Painting on fans has become a very common Home Amusement, and it is a very elegant one. The white silk fan is usually selected, although linen, satin, and wood fans are all easy and pleasant mediums. For painting on silk, some technical knowledge is necessary, some gum-water, or sizing, to prevent the paint from spreading. For painting on wood, one needs only the common water-color box, and a simple knowledge of drawing and painting. Flowers, birds, and butterflies are the favorite devices, monograms having gone out of fashion. It is better, if possible, to have the silk stretched on a frame before it is mounted on sticks, as one still sees the masterpieces of Boucher, Watteau, and Greuze, not yet mounted, but framed, in galleries--far too precious to mount, the Marchioness who ordered them having, perhaps, fortunately forgotten her caprice that we may admire it.

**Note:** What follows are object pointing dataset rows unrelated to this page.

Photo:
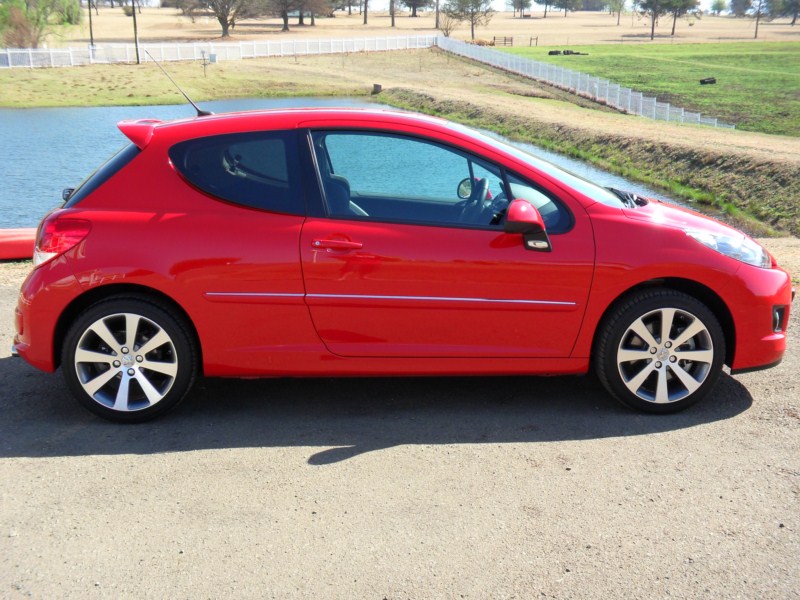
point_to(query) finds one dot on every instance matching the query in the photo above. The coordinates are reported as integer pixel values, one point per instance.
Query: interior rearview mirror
(464, 189)
(522, 217)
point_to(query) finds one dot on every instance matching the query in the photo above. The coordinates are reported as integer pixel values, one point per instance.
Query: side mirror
(522, 217)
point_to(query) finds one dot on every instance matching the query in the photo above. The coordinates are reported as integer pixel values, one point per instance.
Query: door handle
(337, 245)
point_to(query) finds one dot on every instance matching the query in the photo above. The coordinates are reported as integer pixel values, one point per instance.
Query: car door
(401, 265)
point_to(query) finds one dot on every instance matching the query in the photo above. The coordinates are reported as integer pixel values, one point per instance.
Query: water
(43, 150)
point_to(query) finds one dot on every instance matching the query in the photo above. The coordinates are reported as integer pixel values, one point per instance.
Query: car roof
(142, 131)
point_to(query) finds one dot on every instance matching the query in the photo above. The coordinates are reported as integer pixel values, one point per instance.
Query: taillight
(57, 235)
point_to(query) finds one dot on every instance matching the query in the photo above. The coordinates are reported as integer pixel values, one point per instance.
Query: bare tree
(447, 23)
(227, 12)
(477, 13)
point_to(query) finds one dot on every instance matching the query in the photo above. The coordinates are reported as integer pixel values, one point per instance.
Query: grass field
(757, 89)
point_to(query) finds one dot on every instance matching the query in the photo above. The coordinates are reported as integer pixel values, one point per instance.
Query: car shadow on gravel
(342, 417)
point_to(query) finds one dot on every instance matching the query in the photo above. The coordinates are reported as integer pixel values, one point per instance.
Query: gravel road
(401, 488)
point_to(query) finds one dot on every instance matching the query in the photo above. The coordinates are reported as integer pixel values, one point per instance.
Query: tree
(572, 5)
(227, 12)
(282, 8)
(25, 23)
(678, 8)
(546, 3)
(520, 6)
(781, 8)
(653, 9)
(478, 13)
(617, 6)
(447, 24)
(739, 8)
(415, 5)
(312, 8)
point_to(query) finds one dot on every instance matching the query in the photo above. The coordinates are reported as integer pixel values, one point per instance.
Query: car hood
(669, 215)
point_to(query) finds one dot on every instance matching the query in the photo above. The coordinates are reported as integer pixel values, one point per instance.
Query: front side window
(258, 169)
(384, 176)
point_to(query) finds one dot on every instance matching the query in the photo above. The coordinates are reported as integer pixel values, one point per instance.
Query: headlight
(735, 245)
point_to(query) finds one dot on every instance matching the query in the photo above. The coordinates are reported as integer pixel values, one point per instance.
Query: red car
(347, 242)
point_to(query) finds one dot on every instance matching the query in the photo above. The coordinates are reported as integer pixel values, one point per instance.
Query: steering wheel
(474, 206)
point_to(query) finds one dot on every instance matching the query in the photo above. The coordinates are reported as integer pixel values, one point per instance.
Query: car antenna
(200, 113)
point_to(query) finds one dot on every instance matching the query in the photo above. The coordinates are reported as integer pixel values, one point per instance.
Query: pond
(47, 149)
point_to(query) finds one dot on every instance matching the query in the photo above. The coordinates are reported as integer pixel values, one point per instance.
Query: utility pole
(135, 32)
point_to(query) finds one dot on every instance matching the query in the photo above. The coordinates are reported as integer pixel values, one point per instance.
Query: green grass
(757, 89)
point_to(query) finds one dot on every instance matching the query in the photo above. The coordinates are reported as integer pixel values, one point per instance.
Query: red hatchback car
(347, 242)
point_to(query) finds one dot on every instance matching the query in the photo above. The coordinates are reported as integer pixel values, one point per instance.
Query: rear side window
(257, 169)
(103, 174)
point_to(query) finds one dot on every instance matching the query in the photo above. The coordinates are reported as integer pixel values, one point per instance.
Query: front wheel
(660, 351)
(129, 359)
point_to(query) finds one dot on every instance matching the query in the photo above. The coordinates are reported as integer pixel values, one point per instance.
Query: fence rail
(126, 53)
(596, 88)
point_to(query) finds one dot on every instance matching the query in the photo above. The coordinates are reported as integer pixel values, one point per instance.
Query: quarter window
(253, 169)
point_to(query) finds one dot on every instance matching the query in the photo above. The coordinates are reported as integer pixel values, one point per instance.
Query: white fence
(121, 53)
(595, 88)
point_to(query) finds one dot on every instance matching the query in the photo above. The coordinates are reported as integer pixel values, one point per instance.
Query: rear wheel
(129, 359)
(660, 351)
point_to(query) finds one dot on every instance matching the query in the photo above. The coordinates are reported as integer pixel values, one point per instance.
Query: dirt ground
(581, 28)
(401, 488)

And what pretty and pleasing and altogether historical memories come in with the fan! It was created in primeval ages. The Egyptian ladies had them of lotus-leaves; the Greek and Roman ladies followed. The word _flabellum_ occurs often in the Roman literature. They also had fans of peacock-feathers, and of some expansive material painted in brilliant colors. They were not made to open and shut like ours; that is a modern invention. They were stiff, with long handles, for ladies were fanned by their slaves. The _flabellifer_, or fan-bearer, was some young attendant, generally male, whose common business it was to carry his mistress’s fan. Would that were the fashion now! There is a Pompeian painting of Cupid as the fan-bearer of Ariadne, and lamenting her desertion by Theseus. In Queen Elizabeth’s day the fan was usually made of feathers, like the fan still used in the East. The handle was richly ornamented, and set with stones. A fashionable lady was never without her fan, which was chained to her girdle by a jeweled chain. A satirist of the day, Stephen Gosson, approves of the fan if used to drive away flies and for cooling the skin. He, however, continues scornfully:
“But seeing they were still in hand, In house, in field, in church, in street, In summer, winter, water, land, In cold, in heat, in dry, in wet-- I judge they are for wives such tools As babies are in plays for fools.”

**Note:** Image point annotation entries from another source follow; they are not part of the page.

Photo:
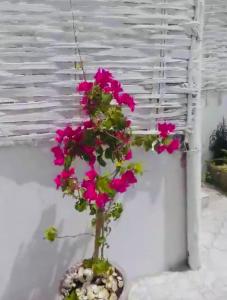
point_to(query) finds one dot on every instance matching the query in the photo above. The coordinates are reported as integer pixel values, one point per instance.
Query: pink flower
(118, 185)
(57, 181)
(160, 148)
(59, 156)
(128, 123)
(128, 177)
(66, 174)
(59, 135)
(165, 129)
(85, 86)
(102, 77)
(121, 184)
(128, 156)
(90, 193)
(173, 146)
(102, 199)
(126, 99)
(88, 124)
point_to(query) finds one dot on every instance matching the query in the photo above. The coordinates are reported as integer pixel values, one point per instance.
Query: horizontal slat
(145, 43)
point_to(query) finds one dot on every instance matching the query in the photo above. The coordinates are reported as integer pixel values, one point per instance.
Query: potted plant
(217, 167)
(104, 139)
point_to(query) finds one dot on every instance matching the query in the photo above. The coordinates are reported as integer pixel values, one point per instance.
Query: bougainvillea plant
(104, 139)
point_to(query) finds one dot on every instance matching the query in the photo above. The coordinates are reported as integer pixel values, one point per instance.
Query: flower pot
(87, 285)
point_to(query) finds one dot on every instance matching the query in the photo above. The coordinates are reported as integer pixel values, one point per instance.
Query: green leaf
(81, 205)
(100, 267)
(116, 211)
(72, 296)
(106, 98)
(89, 137)
(101, 240)
(104, 187)
(87, 263)
(148, 142)
(109, 153)
(138, 168)
(93, 209)
(50, 233)
(68, 162)
(138, 141)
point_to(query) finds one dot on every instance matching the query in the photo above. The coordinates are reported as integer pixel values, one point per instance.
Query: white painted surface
(151, 236)
(146, 44)
(214, 109)
(208, 283)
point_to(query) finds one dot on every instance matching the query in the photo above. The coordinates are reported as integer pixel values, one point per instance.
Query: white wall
(150, 237)
(214, 109)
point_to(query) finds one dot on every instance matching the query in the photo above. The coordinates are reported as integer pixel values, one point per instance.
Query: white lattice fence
(148, 44)
(215, 45)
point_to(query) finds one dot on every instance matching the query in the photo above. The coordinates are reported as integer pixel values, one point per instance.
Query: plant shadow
(39, 266)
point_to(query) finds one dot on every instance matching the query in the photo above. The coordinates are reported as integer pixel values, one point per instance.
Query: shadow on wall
(33, 277)
(32, 268)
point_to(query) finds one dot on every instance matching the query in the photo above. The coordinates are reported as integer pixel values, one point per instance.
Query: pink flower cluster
(104, 79)
(165, 129)
(90, 191)
(124, 182)
(76, 142)
(62, 178)
(73, 135)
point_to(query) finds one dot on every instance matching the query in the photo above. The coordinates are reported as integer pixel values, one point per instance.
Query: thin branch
(76, 40)
(74, 236)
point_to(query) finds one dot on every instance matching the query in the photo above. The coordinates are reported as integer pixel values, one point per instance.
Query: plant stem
(100, 220)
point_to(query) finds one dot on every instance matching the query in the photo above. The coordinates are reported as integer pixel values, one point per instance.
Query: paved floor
(210, 282)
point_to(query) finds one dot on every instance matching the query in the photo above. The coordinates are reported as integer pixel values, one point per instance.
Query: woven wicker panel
(145, 43)
(215, 45)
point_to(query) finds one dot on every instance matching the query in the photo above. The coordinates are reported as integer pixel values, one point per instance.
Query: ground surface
(210, 282)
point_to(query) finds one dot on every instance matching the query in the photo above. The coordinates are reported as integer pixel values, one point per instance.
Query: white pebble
(113, 296)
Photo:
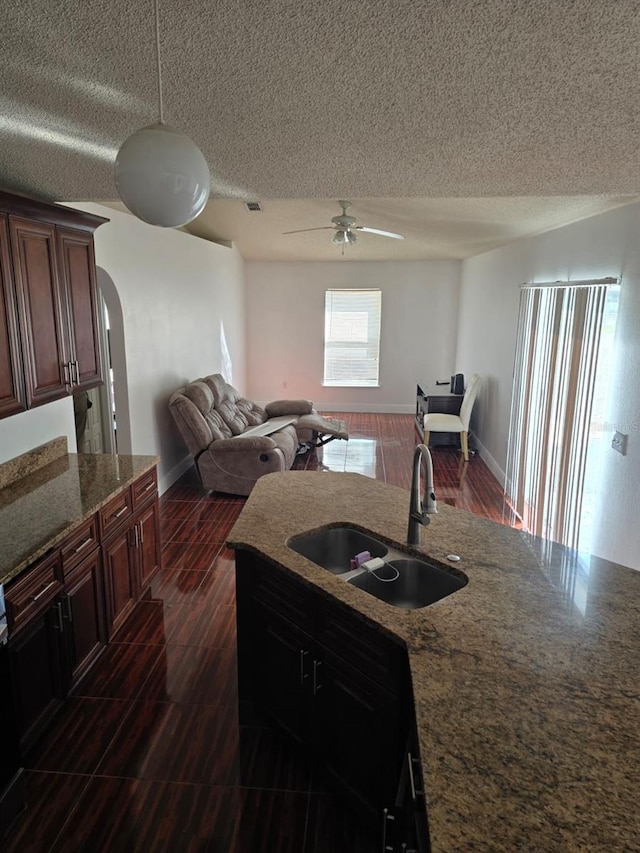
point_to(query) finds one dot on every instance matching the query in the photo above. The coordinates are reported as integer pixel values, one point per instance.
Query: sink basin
(333, 548)
(418, 583)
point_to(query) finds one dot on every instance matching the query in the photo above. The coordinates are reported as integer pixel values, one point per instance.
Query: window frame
(337, 302)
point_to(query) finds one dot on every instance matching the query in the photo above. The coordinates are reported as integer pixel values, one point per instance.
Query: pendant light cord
(160, 106)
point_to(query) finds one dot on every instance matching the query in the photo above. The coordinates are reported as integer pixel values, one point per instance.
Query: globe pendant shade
(162, 176)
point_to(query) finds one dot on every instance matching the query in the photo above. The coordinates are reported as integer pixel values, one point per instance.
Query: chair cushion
(438, 422)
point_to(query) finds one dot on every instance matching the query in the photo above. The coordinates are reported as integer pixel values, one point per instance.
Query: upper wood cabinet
(12, 391)
(49, 337)
(40, 310)
(78, 274)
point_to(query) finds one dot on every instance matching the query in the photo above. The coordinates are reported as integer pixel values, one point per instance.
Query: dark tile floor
(148, 754)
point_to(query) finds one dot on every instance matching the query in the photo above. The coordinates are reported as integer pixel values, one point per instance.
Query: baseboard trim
(365, 408)
(372, 408)
(488, 459)
(167, 480)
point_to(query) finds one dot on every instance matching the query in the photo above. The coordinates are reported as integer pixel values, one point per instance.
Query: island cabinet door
(118, 558)
(147, 543)
(282, 667)
(83, 613)
(358, 724)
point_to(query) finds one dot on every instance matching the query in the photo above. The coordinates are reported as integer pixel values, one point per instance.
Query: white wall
(177, 294)
(606, 245)
(285, 329)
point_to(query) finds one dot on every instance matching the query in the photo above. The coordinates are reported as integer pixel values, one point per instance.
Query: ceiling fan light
(162, 176)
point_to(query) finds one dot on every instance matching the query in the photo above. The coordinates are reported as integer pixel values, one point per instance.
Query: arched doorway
(114, 395)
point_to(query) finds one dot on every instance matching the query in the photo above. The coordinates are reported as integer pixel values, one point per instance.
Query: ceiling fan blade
(321, 228)
(378, 231)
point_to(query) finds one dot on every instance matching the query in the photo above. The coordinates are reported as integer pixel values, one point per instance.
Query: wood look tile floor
(148, 754)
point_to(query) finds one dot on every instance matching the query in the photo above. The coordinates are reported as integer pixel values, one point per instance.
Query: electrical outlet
(619, 442)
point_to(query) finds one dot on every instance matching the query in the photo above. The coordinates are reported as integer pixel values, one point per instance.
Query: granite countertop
(526, 682)
(48, 492)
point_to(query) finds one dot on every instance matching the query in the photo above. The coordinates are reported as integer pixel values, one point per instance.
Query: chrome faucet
(419, 511)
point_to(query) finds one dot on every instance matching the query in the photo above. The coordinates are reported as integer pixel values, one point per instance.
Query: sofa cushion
(288, 407)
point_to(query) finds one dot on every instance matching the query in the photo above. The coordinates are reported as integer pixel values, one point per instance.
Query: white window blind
(553, 390)
(352, 337)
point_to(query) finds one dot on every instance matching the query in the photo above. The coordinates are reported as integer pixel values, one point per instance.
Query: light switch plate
(619, 442)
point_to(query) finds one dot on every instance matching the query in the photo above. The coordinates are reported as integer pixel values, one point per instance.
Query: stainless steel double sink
(404, 581)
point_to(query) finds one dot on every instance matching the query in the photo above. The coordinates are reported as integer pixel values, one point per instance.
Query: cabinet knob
(316, 682)
(414, 791)
(303, 674)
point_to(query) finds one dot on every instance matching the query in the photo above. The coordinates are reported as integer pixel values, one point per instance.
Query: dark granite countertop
(42, 501)
(526, 682)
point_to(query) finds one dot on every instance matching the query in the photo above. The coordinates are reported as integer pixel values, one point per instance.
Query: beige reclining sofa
(234, 441)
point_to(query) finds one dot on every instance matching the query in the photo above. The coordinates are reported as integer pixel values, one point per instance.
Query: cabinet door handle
(67, 606)
(83, 545)
(386, 817)
(42, 591)
(411, 761)
(58, 609)
(303, 674)
(316, 683)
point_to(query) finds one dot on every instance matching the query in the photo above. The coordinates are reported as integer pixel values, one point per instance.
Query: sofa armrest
(238, 444)
(288, 407)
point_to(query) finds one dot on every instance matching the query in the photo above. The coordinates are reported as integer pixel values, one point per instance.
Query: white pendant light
(161, 175)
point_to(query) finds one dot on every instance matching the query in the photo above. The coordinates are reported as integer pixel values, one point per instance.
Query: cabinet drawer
(364, 647)
(115, 513)
(144, 488)
(33, 591)
(79, 544)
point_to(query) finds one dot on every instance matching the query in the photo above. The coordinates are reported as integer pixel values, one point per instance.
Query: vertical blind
(554, 379)
(352, 337)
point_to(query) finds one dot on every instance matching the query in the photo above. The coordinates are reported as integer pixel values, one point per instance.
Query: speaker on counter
(457, 383)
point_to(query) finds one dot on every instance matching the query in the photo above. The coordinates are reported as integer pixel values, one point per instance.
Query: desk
(437, 398)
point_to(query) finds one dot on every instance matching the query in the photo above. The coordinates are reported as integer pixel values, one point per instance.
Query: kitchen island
(525, 683)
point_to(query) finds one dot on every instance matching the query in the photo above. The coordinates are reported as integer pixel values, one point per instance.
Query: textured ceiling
(475, 113)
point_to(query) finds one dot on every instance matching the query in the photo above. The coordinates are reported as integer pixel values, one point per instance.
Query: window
(352, 337)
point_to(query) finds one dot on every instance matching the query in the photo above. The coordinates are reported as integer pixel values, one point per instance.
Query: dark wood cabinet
(358, 724)
(83, 616)
(49, 332)
(63, 609)
(130, 547)
(299, 659)
(281, 673)
(147, 542)
(405, 826)
(36, 646)
(12, 390)
(41, 310)
(78, 276)
(119, 578)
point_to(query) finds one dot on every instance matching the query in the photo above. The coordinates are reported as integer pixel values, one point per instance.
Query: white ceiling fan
(345, 227)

Queen Elizabeth dropped a silver-handled fan into the moat at Amstead Hall, which occasioned many madrigals. Sir Francis Drake presented to his royal mistress a “fan of feathers, white and red, enameled with a half-moon of mother-of-pearl; within that a half-moon garnished with sparks of diamonds, and a few seed pearls on one side. Having her Majesty’s picture within it, and on the reverse a crow.” Why not try, young ladies, to paint a fan like this? Use silver dust to illustrate “sparks of diamonds.” It would be a very pretty conceit.

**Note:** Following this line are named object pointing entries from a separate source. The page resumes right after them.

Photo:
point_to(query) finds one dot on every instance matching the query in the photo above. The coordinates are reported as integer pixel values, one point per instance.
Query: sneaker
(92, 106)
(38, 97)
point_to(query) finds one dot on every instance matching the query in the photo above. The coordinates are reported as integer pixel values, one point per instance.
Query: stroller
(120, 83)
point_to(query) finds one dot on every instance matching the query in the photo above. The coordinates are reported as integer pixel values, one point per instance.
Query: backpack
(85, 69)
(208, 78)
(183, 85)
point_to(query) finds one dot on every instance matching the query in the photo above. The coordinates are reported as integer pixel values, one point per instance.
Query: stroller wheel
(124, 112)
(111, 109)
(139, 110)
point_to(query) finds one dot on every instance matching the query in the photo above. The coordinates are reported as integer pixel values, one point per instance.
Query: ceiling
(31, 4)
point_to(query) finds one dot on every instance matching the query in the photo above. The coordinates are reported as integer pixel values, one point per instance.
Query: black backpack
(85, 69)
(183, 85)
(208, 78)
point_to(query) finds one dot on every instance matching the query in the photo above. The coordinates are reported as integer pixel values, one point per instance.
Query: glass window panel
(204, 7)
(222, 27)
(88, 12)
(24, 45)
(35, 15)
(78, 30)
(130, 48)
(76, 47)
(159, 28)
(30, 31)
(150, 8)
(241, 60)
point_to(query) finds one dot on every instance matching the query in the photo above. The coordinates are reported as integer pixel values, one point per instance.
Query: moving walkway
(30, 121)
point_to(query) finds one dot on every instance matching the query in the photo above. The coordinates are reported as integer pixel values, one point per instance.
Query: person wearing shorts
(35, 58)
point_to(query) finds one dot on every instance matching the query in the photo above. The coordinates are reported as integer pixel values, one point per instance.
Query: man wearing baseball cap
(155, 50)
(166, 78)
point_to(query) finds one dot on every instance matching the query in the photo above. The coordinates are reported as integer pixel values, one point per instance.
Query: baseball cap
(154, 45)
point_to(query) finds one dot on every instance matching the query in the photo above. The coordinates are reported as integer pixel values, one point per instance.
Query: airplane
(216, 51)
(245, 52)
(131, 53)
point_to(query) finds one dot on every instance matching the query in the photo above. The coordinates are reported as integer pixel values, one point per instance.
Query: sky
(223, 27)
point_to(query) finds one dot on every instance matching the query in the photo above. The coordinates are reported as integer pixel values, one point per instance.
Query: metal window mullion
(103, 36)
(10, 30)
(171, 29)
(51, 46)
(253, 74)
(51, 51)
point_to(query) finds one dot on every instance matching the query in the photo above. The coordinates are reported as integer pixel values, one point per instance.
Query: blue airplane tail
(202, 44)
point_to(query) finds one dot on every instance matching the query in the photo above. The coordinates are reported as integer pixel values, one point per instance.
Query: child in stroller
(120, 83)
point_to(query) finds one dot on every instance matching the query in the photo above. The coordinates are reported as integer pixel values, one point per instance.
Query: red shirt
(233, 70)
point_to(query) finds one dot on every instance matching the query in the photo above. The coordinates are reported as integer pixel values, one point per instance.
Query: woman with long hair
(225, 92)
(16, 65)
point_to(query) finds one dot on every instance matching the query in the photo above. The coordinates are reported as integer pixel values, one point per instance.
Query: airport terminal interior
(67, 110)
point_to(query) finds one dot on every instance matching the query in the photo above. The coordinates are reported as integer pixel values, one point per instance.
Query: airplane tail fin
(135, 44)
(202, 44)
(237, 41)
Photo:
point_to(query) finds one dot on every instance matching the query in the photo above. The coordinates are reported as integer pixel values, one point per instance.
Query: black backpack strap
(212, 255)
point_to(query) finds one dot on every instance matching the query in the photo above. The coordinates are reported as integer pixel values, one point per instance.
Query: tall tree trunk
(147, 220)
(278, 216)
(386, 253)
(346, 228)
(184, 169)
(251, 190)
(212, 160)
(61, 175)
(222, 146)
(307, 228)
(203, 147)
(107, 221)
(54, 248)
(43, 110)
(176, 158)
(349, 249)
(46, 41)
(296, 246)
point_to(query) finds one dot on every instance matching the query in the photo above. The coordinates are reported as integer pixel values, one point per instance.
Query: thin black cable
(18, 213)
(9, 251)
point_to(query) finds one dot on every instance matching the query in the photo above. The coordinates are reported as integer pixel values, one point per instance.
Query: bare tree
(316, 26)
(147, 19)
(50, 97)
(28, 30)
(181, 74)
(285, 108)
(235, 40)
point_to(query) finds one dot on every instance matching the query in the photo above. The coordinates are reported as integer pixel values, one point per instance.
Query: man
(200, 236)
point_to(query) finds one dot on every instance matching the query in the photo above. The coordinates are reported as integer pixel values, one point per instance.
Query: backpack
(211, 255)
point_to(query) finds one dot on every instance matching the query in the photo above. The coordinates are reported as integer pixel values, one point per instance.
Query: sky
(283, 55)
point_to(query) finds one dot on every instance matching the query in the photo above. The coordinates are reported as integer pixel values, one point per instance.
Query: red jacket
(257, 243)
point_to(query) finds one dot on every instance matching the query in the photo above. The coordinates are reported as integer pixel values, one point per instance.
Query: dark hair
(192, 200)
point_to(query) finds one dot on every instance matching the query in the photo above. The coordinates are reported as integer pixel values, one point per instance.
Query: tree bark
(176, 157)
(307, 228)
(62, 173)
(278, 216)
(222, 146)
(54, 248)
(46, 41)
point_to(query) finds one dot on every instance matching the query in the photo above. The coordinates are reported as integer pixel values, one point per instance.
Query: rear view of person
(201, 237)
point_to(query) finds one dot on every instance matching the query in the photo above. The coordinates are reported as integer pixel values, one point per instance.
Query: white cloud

Poor Leicester gave, as his New Year’s gift, in 1574, “a fan of white feathers set in a handle of gold, garnished on one side with two very fair emeralds, and fully garnished with rubies and diamonds, and on each side a white bear (his cognizance), and two pearls hanging, a lion romping, with a white muzzled bear at his foot.” This fan would be difficult to copy. It was evidently a love-token from poor, ill-used Leicester to his haughty queen. Just before Christmas, in 1595, Elizabeth went to Kew, dined at my Lord Keeper’s house, and there was handed her a “fine fan, with a handle garnished with diamonds.”
Fans in Shakespeare’s time seem to have been composed of ostrich-feathers, and so on, stuck into handles. In “Love and Honor,” by Sir William Davenant, we find the line,
“All your plate, Vasco, is the silver handle of your old prisoner’s fan.”
Marston says:
“Another, he Her silver-handled fan would gladly be.”
Forty pounds were often given for a fan in Elizabeth’s time. Bishop Hall, in his “Satires,” in 1597, says:
“While one piece pays her idle waiting man, Or buys a hood, or silver-handled fan.”
The fan of the Countess of Suffolk resembles a powder-puff.
But gentlemen carried fans in those days. We find in a manuscript in the Ashmolean Museum, at Oxford, the following allusion: “The gentlemen then had prodigious fans, as is to be seen in old pictures, like that instrument which is used to dry feathers, and it had a handle at least one half as long, with which their daughters oftentimes were corrected. Sir Edward Cole, Lord Chief Justice, rode the circuit with such a fan, and William Dugdale told me he was witness of it.” The Earl of Manchester also used such a fan. “But the fathers and mothers slasht their daughters, in the time of their besom-discipline, when they were perfect women.” Both fashions have happily passed away. Lords Chief Justices no longer “slash” their daughters, nor do they carry fans.
Of Catharine de Braganza (1664) we read that she and her maids walked from Whitehall in procession to St. James’s Palace through the park in glittering costume of silver lace in the bright morning sunshine. Parasols being unknown in England at that era, the courtly belles used the gigantic green shading-fans, which had been introduced by the Queen and her Portuguese ladies, to shield their complexions from the sun, when they did not wish wholly to obscure their charms by putting on their masks. Both were in general use in this reign. The green shading-fan is of Moorish origin, and for more than a century after the marriage of Catharine of Braganza was considered an indispensable luxury by our fair and stately ancestral dames, who used them in open carriages, in the promenade, and at prayers, where they ostentatiously screened their devotions from public view by spreading them before their faces while they knelt.
But China and Japan--the home of fans--are waiting to be let in! and as soon as the India trade was opened by Catharine’s marriage treaty, there entered the carved ivory fan, the light bamboo and palm-leaf, the paper fan, the silk folding fan, mounted on beautiful Japanese sticks; all came to England about this time.
The vellum fans of France, on which Watteau first painted his shepherdesses in hoop-petticoats, and swains in full-bottomed wigs, the choice impossible goddesses of Boucher, with cupids and nymphs, all came next. The history of fans, in France alone, would fill a volume; and the neighboring kingdom of Spain, where the language of fans has become a very serious study, would give us another volume. The fans of tortoise-shell, enriched with jewels, are a favorite luxury of to-day. Oliver Wendell Holmes has written a delightful poem on the “Origin of the Fan.” In all our art loan collections there is, nowadays, an exhibition of fans. The young student of fan-painting should strive to see some of those of Watteau and of Boucher. Tiffany to-day turns out some very beautiful specimens; and more than one of our artists could admirably paint a fan or two as his contribution to Fan History.
Nothing can be prettier as a Home Amusement than fan-painting, into which much, but not too much, Japanese suggestion should creep. Remember, young ladies, the plea of that poor stork, of which we have seen so much, “that he be allowed to put down his other leg!” and spare us the gilded bird, or give him to us but seldom.
The art of Illumination, which is now studied occasionally by our young ladies, goes wonderfully well into fan-painting. Perhaps it is too good for it. Perhaps the same hand which can copy the old initial letter which makes the missals rich and rare, should not condescend to the application of the same delicate manipulation in order to ornament a fan. But a fan of vellum, painted by an illuminator, is still a very beautiful thing.